A new audit system from the Skills Funding Agency has caused “major concern” within the FE sector.

Accountability reviews — described as “a key element of the agency’s intervention strategy” — will consider not just financial management, but also governance and strategic oversight arrangements.

The announcement, which sources have told FE Week came as a surprise to many in the sector, was accompanied by a 58-page guidance document on the agency website.

It is understood the reviews could be used to assess the progress of providers issued with notices of concern relating to finances.

But Paul Warner, Association of Employment and Learning Providers director of employment and skills, called for clarity on what action was needed from providers and whether audit would result in a straight pass or fail.

“We are unsure how these new guidelines fit with the existing Financial Health Guidelines which are applied to providers on the Register of Training Organisations [RTO],” he told FE Week.

“Does this new review override the existing guidelines and in particular the ratios submitted in an RTO application?”

He added: “The way that the audits are conducted will be crucial.

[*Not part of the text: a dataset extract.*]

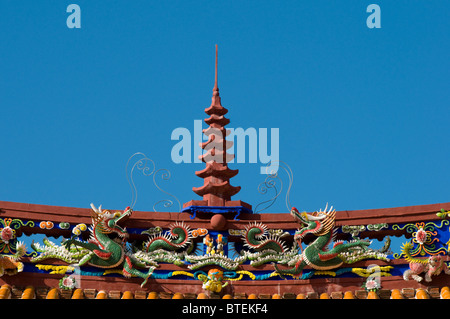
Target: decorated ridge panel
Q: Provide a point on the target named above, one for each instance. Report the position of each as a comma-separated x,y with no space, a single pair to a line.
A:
317,249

While the guidelines themselves are generally acceptable, they cover a wide area and different auditors may reach different judgements on each aspect.

“If we have understood them correctly, they seem to suggest that if a provider is judged inadequate or ‘needs improvement’ in any part of the inspection, a straight fail will result and for us, this is a major concern.”

Agency guidance on the reviews says they will not be triggered by an Ofsted inspection, but will instead follow a risk-based schedule.

Key risks that would lead to a provider being flagged up on the schedule include “under-performance against allocations, key senior personnel changes or concerns and trends in success rates”.

Providers would be notified that an accountability review was coming three to four weeks in advance.

Julian Gravatt, assistant chief executive at the Association of Colleges, said the audit plan would be looked at soon.

“We discussed the agency’s plan to have targeted reviews to replace FMCE (Financial Management Control Evaluation) and we’re currently discussing the new BIS intervention arrangements and the College Finance Directors Group will be reviewing the detail of this document,” he said.

Each accountability review will examine management, including governance and strategic oversight, financial management and internal control arrangements.

The audit guidance added that reviews would not be undertaken at non-college providers with aggregate contracts under £10m.

An agency spokesperson said: “We would welcome comments from colleges and training organisations on how they could be further developed and refined in the future, particularly in respect of their scope, usefulness and content.”